The European difficulties and hesitations are real. But they also speak to the enormity and explosiveness of the geopolitical shifts that are now underway.
Whilst European corporate leaders, whose focus is on maximizing market share and investor profit in the next few business quarters, have bowed to the US sanctions threat; the political leaders, those charged with developing and implementing imperialist strategy, have concluded they must push back against Washington.
This is about Iran. But also about developing the means to prevent the US using unilateral sanctions to dictate Europe’s foreign policy, including potentially trying to thwart Nord Stream 2 (the pipeline project that will transport Russian natural gas to Germany under the Baltic Sea and which Trump has repeatedly denounced.)
As Washington’s ability to impose unilateral sanctions is bound up with the role of the US dollar as the world’s reserve currency and US domination of the world banking system, the European challenge to America’s sanctions weapon necessarily involves a challenge to these key elements of US global power.
The European imperialist powers are taking this road because they, like all the great powers, are locked in a frenzied struggle for market, profits and strategic advantage under conditions of a systemic breakdown of world capitalism. Finding themselves squeezed between the rise of new powers and an America that is ever more reliant on war to counter the erosion of its economic might and that is ruthlessly pursing its own interests at the expense of foe and ostensible friend alike, the Europeans, led by German imperialism, are seeking to develop the economic and military means to assert their own predatory interests independently of, and when necessary against, the United States.
Those developing the SPV are acutely conscious of this and have publicly declared that it is not Iran-specific.

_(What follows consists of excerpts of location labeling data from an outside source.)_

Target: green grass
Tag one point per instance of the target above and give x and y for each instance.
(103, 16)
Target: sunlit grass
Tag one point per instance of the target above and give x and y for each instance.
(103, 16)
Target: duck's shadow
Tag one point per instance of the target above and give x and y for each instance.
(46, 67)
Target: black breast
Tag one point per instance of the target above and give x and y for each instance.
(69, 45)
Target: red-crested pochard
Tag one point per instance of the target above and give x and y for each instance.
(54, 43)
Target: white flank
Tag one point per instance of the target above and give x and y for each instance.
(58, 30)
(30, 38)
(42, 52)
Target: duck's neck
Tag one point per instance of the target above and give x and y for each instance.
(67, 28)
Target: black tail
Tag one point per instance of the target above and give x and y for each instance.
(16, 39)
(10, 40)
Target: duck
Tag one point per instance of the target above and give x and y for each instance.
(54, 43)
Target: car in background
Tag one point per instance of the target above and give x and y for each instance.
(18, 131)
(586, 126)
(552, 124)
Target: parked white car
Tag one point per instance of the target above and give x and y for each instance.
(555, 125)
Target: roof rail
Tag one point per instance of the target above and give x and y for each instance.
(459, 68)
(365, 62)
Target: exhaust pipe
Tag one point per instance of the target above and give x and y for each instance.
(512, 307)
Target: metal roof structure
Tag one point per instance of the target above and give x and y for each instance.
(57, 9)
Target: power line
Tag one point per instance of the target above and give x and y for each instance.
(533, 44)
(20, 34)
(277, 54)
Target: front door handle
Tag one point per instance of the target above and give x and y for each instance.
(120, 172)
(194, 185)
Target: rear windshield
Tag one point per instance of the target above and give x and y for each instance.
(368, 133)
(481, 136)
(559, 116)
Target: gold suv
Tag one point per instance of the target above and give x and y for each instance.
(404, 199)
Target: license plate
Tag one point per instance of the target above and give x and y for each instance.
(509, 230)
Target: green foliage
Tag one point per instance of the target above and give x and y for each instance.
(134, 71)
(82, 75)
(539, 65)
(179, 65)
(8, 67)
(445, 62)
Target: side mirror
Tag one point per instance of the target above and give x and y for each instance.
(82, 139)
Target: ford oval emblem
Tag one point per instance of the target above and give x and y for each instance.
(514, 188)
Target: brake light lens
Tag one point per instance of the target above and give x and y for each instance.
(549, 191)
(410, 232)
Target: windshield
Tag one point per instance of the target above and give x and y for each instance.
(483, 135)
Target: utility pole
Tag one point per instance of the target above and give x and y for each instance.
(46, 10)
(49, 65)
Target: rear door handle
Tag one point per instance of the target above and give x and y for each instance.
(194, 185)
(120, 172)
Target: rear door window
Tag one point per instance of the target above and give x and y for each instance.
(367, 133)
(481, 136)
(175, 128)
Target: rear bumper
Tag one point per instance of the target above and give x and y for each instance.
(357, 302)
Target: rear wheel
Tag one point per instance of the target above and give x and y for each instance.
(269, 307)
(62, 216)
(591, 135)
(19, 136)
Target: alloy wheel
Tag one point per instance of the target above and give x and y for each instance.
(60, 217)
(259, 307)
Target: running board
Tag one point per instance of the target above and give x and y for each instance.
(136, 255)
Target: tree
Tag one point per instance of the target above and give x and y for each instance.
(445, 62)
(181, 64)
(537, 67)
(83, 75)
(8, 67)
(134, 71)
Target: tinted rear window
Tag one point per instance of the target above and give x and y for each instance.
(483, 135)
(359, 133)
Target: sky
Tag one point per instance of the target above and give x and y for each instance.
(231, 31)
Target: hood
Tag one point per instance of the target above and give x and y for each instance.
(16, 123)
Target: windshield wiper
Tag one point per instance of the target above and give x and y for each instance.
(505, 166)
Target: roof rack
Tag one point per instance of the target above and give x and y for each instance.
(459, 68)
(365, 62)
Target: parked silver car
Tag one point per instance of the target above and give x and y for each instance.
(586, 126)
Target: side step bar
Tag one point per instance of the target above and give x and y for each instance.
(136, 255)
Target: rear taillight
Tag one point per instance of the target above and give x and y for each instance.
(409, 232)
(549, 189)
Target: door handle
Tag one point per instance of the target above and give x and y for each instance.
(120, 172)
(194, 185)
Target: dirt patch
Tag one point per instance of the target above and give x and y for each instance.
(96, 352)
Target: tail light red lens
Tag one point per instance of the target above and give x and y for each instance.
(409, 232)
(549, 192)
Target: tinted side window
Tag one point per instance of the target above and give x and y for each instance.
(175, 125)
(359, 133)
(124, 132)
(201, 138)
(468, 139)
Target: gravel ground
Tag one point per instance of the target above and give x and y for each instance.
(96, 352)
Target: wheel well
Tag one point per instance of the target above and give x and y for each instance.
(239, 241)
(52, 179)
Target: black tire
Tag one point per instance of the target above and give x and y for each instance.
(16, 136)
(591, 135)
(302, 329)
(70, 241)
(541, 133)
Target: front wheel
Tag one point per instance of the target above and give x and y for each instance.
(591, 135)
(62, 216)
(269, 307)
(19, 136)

Speaking last month, only a few weeks after European Commission President Jean-Claude Juncker had used his State of the EU address to called for measures to ensure that the Euro plays a greater global role, French Finance Minister Bruno Le Maire declared the “crisis with Iran” “a chance for Europe to have its own independent financial institutions, so we can trade with whomever we want.” The SPV, adds French Foreign Ministry spokesperson Agnes Von der Muhl, “aims to create an economic sovereignty tool for the European Union … that will protect European companies in the future from the effect of illegal extraterritorial sanctions.”

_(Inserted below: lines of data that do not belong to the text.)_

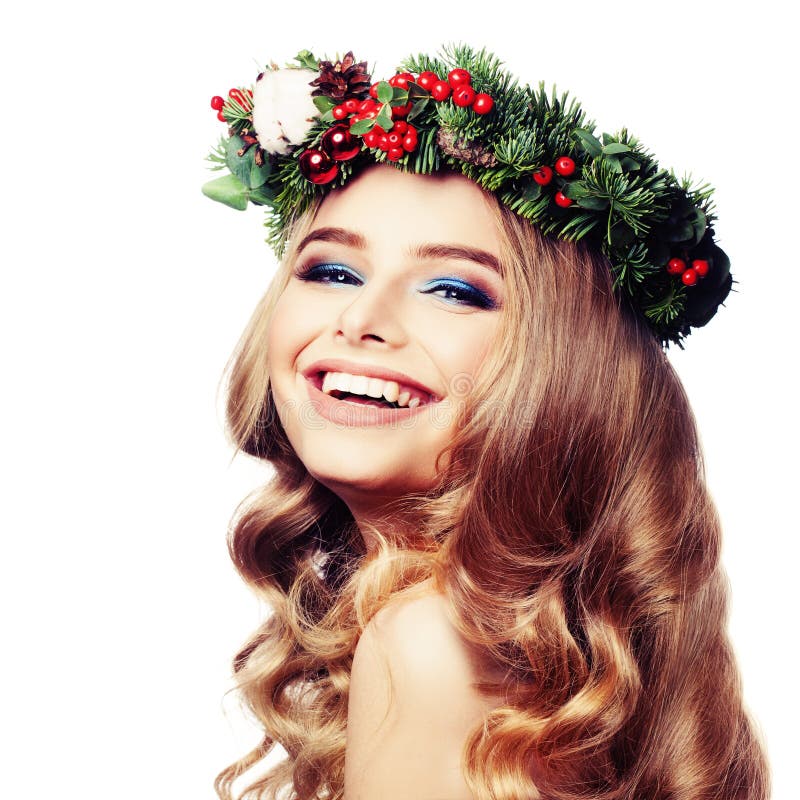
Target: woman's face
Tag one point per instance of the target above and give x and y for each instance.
(395, 275)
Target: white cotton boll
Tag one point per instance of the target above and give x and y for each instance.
(283, 110)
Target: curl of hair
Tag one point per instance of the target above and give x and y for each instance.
(577, 468)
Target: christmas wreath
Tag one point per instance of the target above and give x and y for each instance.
(307, 128)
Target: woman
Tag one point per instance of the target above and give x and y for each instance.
(502, 578)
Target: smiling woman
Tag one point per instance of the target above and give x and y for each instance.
(491, 557)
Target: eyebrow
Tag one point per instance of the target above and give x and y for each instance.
(421, 251)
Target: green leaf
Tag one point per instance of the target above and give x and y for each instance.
(591, 144)
(307, 59)
(385, 92)
(362, 126)
(228, 190)
(417, 109)
(323, 103)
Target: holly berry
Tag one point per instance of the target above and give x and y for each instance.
(317, 166)
(565, 166)
(700, 266)
(676, 266)
(689, 276)
(458, 77)
(463, 95)
(427, 79)
(562, 200)
(340, 144)
(401, 79)
(482, 104)
(543, 175)
(441, 90)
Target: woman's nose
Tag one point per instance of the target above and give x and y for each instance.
(373, 312)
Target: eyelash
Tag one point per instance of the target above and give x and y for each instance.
(471, 295)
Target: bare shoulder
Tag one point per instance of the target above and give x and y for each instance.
(412, 703)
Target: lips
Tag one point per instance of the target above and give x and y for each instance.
(314, 373)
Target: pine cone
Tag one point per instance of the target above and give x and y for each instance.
(342, 80)
(464, 150)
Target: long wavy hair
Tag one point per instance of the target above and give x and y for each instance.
(571, 532)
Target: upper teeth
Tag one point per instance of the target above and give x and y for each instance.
(371, 387)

The strategists of US imperialism are also aware that the SPV is a challenge to more than the Trump administration’s Iran policy. Writing in Foreign Affairs last month, former Obama administration official Elizabeth Rosenberg expressed grave concern that the Trump administration’s unilateral sanctions are causing the EU to collaborate with Russia and China in defying Washington, and are inciting a European challenge to US financial dominance. Under conditions where Russia and China are already seeking to develop payments systems that bypass Western banks and the future promises further challenges to dollar-supremacy and the US-led global financial system, “it is worrying,” laments Rosenberg, “that the United States is accelerating this trend.”

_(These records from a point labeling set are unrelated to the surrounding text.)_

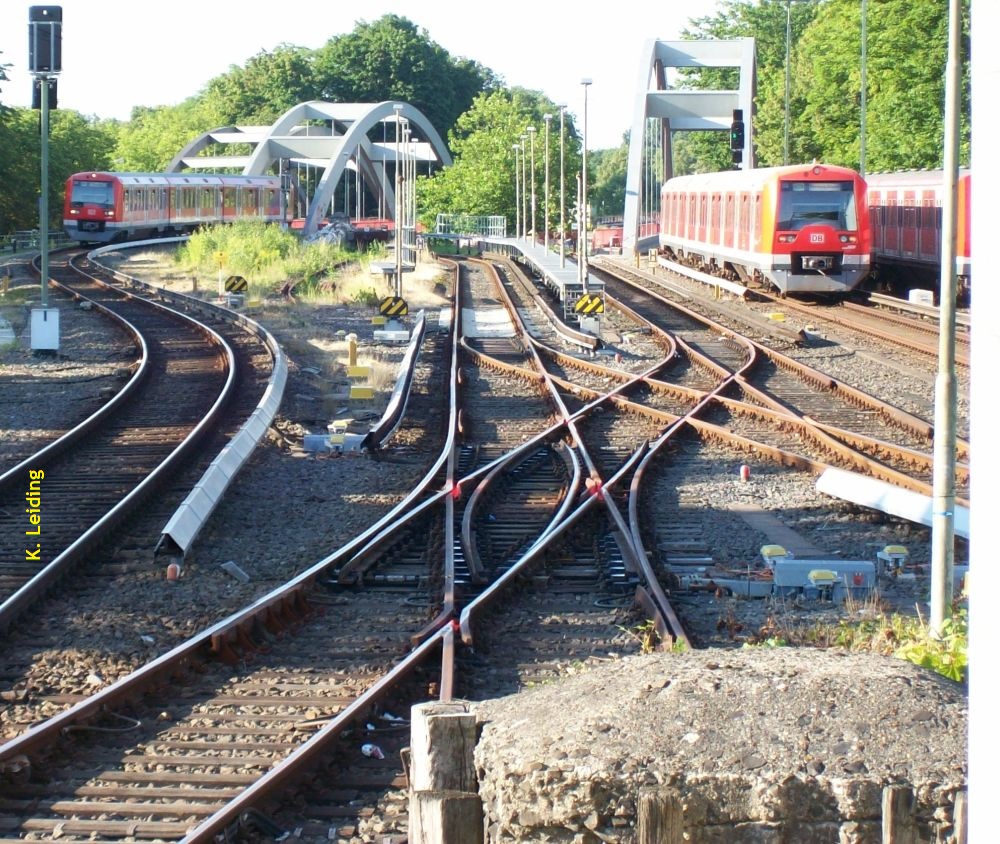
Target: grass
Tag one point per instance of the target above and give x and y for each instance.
(868, 627)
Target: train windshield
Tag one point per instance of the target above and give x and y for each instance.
(93, 193)
(810, 203)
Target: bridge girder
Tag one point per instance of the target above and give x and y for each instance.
(684, 110)
(339, 143)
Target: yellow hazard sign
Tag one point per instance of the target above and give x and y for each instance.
(589, 303)
(393, 306)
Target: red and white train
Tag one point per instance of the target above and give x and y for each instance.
(796, 229)
(905, 218)
(109, 207)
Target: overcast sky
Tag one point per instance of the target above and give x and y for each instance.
(121, 53)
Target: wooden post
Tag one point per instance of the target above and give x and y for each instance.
(445, 817)
(445, 807)
(442, 741)
(661, 817)
(960, 818)
(897, 815)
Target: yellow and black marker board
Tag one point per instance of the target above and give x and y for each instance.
(393, 306)
(589, 304)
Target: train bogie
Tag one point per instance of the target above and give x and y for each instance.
(796, 229)
(109, 207)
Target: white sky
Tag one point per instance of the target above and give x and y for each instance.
(121, 53)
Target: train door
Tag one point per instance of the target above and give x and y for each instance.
(908, 225)
(930, 228)
(876, 218)
(730, 222)
(893, 222)
(743, 243)
(229, 206)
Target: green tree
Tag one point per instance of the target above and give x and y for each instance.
(907, 52)
(482, 179)
(153, 136)
(765, 21)
(75, 143)
(392, 59)
(606, 170)
(269, 85)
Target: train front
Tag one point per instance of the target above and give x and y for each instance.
(821, 240)
(92, 210)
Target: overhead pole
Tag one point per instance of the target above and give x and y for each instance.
(945, 392)
(44, 64)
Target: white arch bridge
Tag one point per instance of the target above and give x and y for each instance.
(318, 143)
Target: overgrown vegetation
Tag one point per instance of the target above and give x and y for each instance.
(268, 256)
(274, 260)
(869, 628)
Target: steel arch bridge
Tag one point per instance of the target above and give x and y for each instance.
(660, 109)
(332, 137)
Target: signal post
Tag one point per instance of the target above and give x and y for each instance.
(44, 64)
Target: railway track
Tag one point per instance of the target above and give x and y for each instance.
(81, 486)
(286, 718)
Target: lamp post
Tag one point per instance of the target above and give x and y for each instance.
(562, 185)
(864, 83)
(531, 132)
(788, 72)
(586, 82)
(524, 186)
(788, 75)
(548, 120)
(517, 192)
(397, 228)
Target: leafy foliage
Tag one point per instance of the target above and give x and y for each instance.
(75, 143)
(259, 93)
(392, 59)
(482, 179)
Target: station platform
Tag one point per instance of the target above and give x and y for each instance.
(564, 280)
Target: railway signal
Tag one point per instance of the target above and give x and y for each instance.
(737, 136)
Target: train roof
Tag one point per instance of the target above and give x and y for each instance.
(159, 179)
(758, 176)
(912, 178)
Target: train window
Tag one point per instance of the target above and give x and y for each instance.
(92, 193)
(808, 203)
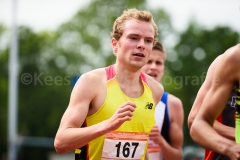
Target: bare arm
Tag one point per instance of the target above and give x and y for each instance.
(173, 151)
(202, 91)
(201, 131)
(69, 135)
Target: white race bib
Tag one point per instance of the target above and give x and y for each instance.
(124, 145)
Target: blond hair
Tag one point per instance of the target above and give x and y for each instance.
(129, 14)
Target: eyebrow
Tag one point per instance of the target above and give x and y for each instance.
(134, 34)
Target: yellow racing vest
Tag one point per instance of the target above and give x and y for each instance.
(129, 141)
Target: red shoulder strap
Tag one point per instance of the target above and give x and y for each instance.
(110, 72)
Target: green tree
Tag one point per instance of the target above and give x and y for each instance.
(51, 58)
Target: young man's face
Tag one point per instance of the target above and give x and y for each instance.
(135, 44)
(155, 65)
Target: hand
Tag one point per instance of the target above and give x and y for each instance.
(155, 135)
(123, 113)
(234, 152)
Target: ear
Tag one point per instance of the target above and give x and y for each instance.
(114, 45)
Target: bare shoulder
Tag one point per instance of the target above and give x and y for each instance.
(90, 83)
(156, 87)
(233, 54)
(228, 68)
(175, 108)
(93, 77)
(175, 102)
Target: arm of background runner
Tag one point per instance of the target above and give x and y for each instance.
(225, 131)
(173, 151)
(201, 131)
(202, 91)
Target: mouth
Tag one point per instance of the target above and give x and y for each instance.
(153, 75)
(139, 55)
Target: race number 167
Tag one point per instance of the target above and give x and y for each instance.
(126, 149)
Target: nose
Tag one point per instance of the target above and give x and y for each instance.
(141, 45)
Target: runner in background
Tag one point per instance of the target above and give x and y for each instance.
(223, 76)
(166, 138)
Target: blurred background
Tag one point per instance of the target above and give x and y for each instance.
(44, 44)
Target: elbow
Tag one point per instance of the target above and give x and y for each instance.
(59, 147)
(190, 121)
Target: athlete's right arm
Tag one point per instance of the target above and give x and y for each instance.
(87, 94)
(203, 91)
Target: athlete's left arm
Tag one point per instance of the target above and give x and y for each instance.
(173, 151)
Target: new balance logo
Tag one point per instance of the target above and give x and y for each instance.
(149, 105)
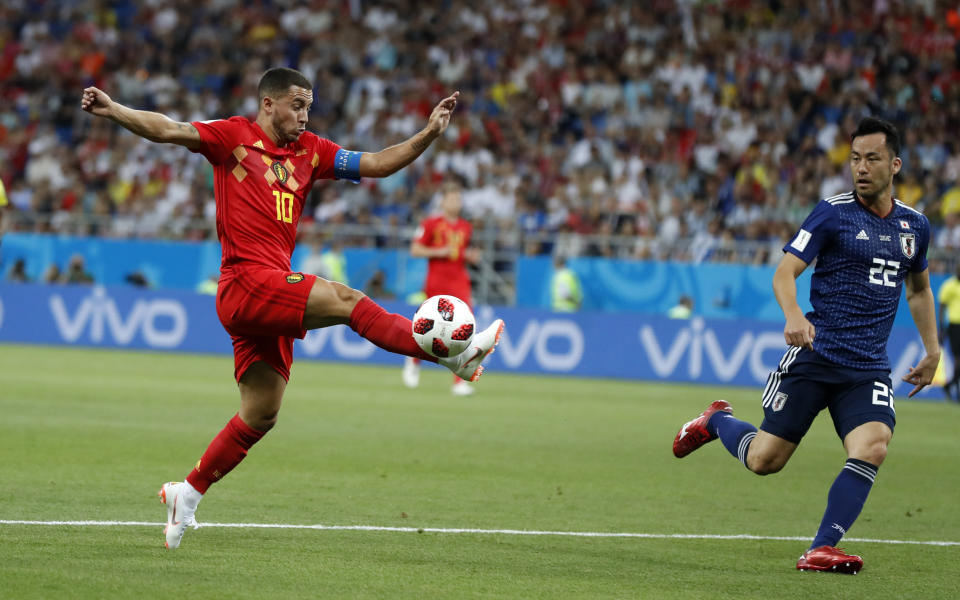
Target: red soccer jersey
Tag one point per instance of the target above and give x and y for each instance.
(447, 275)
(260, 189)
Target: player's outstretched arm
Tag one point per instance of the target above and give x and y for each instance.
(150, 125)
(798, 331)
(920, 301)
(390, 160)
(418, 250)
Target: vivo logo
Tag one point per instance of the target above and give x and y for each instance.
(697, 342)
(534, 339)
(162, 323)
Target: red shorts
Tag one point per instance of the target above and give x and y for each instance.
(262, 310)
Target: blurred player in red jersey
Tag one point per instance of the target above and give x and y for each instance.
(263, 171)
(444, 239)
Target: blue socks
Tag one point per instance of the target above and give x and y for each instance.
(845, 501)
(735, 434)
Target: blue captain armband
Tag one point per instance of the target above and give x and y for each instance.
(346, 165)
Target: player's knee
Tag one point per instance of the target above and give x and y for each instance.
(874, 453)
(764, 464)
(264, 420)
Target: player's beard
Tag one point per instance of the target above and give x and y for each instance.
(286, 135)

With its drive to crash Iran’s economy and further impoverish its people, the Trump administration has let lose the dogs of war. Whatever the sanctions’ impact, Washington has committed its prestige and power to bringing Tehran to heel and to making the rest of the world complicit in its crimes. The danger of another catastrophic Mideast war thus looms ever larger, while the growing antagonism between Europe and America and descent of global inter-state relations into a madhouse of one against all is setting the stage—absent the revolutionary intervention of the international working class—for a global conflagration that would dwarf even the world wars of the last century.